A "chronic under-supply of homes could lock an entire generation of Britons out of the housing market, according to recent warnings from The National Housing Federation (NHF).

But is owning your home always better than renting? We look at the pros and cons of both options.
Buying is best
Recent research from Halifax reveals that the monthly costs associated with purchasing a typical first-time buyer, two-bedroom flat are £110 less a month than the rent you could expect to pay on the same property.

This marks a big change from 2008, when the average cost of buying was 29% - or £212 a month - more than the average rent paid.

Reasons for the swing include that lower house prices and mortgage rates have come own over the last few years, slashing the cost of getting onto the property ladder by a massive 40%.

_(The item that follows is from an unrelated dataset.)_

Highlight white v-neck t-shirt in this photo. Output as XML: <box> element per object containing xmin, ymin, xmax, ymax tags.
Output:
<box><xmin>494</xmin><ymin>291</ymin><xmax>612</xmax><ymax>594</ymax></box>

Rents, in contrast, have only fallen by about 8% over the last three years and have actually jumped 6% in the past 12 months.

What's more, researcher Oxford Economic predicts that average rents will jump by almost 20% over the next five years.

So even with the burden of raising a large deposit, those who get on the housing ladder now could well be thanking their lucky stars in years to come.
Renting is right for me
It's all very well saying that owning a home costs less than renting one, but property prices still remain out of reach of average workers in many parts of the UK, with typical prices at £204,981. And this is keeping people out of the market.

Royal Institution of Chartered Surveyors (Rics) research shows that home ownership continues to fall in the UK, as well as in other developed countries such as the US, Australia and Ireland, to name but a few.

Andrew Haywood of Rics said: "By 2025 home ownership could be below 60%, while by as early as 2020, the private rented sector could well include more than 20% of all households."

Financial constraints are not the only reason more people are choosing to rent long-term, though.

The days of having a job for life are more or less over, with the majority of workers switching employers numerous times throughout their careers. Committing to a house purchase, and shelling out on mortgage and legal fees and stamp duty, can therefore seem less appealing.

For others, meanwhile, the responsibility and maintenance requirements that come with home ownership are also a deal breaker.